Excel Array Formula Examples

In Excel, an Array Formula allows you to do powerful calculations on one or more value sets. The result may fit in a single cell or it may be an array. An array is just a list or range of values, but an Array Formula is a special type of formula that must be entered by pressing Ctrl+Shift+Enter. The formula bar will show the formula surrounded by curly brackets {=...}.

Array formulas are frequently used for data analysis, conditional sums and lookups, linear algebra, matrix math and manipulation, and much more. A new Excel user might come across array formulas in other people's spreadsheets, but creating array formulas is typically an intermediate-to-advanced topic.

Topics and Examples in This Article:

Watch the Intro Video

Entering and Identifying an Array Formula

  1. When using an Array Formula, you press Ctrl+Shift+Enter instead of just Enter after entering or editing the formula. This is why array formulas are often called CSE formulas.
  2. An Array Formula will show curly brackets or braces around the formula in the Formula Bar like this: {=SUM(A1:A5*B1:B5)}
  3. Array Constants (arrays "hard-coded" into formulas) are enclosed in braces { } and use commas to separate columns, and semi-colons to separate rows, like this 2x3 array: {1, 1, 1; 2, 2, 2}
  4. If an Array Formula returns more than one value (a multi-cell array formula), first select a range of cells equal to size of the returned array, then enter your formula.
  5. To select all the cells within a multi-cell array: Press F5 > Special > Current Array.

! Every time you edit an Array Formula, you must remember to press Ctrl+Shift+Enter afterward. If you forget to, the formula may return an error without you realizing it.

NOTE Google Sheets uses the ARRAYFORMULA function instead of showing the formula surrounded by braces. It is not necessary to press Ctrl+Shift+Enter in Google Sheets, but if you do, ARRAYFORMULA( is added to the beginning of the formula.

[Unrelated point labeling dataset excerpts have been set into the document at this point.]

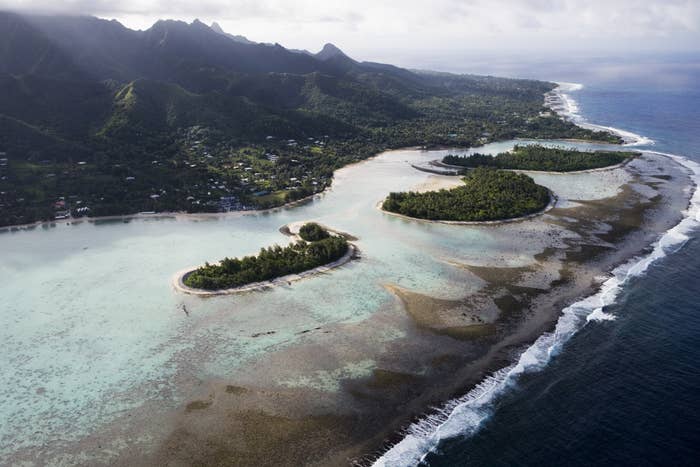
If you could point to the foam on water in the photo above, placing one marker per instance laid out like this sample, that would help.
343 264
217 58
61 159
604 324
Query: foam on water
571 111
464 416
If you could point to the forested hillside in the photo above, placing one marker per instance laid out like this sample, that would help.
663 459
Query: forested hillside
100 119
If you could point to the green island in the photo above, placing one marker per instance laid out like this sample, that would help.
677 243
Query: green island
312 232
185 119
488 194
271 263
541 158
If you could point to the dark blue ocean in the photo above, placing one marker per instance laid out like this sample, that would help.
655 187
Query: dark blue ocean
622 392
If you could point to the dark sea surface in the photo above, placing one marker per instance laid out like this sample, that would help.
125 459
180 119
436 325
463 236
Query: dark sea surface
626 391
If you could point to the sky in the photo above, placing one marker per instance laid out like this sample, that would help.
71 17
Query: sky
414 33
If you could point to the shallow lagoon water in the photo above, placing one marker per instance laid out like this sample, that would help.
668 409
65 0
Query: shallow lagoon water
91 327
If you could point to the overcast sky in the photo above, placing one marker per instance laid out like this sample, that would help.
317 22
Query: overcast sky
411 32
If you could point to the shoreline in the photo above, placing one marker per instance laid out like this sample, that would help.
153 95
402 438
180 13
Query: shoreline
553 199
546 172
179 278
420 437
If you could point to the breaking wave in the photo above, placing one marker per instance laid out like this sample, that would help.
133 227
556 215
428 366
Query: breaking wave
464 416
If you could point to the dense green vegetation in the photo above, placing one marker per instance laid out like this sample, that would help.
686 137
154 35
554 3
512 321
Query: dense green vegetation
487 194
537 157
270 263
312 232
97 119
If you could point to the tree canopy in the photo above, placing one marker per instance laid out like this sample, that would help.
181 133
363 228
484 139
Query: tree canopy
487 194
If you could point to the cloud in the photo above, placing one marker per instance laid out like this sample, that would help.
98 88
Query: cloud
385 26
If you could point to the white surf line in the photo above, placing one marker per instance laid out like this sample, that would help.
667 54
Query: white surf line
571 112
464 416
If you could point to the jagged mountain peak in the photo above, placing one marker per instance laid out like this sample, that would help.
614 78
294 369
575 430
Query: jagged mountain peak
331 51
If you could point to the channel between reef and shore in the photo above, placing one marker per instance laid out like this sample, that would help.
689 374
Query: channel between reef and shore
467 412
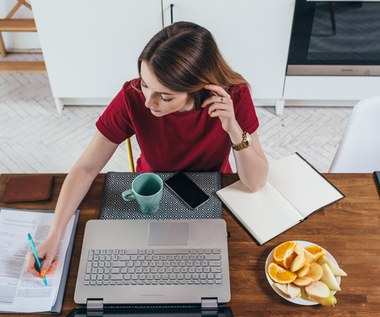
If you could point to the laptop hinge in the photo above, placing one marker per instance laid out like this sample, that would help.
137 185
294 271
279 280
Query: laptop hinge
209 306
95 306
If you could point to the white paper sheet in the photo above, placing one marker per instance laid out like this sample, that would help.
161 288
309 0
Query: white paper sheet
20 291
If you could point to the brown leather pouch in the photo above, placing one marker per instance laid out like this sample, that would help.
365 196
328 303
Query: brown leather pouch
20 188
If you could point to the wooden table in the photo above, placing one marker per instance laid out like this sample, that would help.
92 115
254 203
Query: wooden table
349 230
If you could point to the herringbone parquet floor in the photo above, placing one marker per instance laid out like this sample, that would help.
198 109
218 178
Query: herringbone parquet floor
35 138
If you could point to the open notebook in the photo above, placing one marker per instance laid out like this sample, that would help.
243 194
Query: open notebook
293 191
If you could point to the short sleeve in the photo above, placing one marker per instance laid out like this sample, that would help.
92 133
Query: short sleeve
115 123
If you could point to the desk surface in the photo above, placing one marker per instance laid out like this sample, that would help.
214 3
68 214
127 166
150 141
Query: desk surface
348 229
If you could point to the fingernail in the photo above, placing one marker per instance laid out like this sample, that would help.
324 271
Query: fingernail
51 270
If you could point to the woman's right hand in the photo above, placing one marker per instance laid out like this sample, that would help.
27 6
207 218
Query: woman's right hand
47 251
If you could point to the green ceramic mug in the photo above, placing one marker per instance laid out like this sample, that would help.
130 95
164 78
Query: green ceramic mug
147 191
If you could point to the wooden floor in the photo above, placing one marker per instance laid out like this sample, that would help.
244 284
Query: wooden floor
35 138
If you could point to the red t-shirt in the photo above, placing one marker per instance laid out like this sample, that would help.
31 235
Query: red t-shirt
180 141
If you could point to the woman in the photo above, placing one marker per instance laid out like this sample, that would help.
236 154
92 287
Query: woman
187 109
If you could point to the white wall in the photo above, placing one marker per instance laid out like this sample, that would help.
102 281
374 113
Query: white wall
18 40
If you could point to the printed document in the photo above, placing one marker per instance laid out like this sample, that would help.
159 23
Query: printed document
20 291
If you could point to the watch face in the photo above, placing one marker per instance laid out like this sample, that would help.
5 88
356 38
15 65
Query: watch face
249 139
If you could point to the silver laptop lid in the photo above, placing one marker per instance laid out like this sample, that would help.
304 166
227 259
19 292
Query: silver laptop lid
161 245
151 312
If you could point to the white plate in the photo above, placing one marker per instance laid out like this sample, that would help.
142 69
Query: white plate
298 300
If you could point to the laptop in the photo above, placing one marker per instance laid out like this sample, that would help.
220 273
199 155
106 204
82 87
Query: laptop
142 263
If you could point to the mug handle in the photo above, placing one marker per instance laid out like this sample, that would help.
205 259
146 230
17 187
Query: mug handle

Using Array Constants in Formulas

Many functions allow you use array constants like {1,2,6,12} as arguments within formulas. An example that I often use in my yearly calendar templates returns the weekday abbreviation for a given date. The nice thing about this formula is that you can choose whether to display a single character or two characters.

=INDEX({"Su";"M";"Tu";"W";"Th";"F";"Sa"},WEEKDAY(theDate,1))

This formula is not technically an Array Formula because you don't enter it using Ctrl+Shift+Enter. Using a hard-coded array within a formula does not necessarily require using Ctrl+Shift+Enter.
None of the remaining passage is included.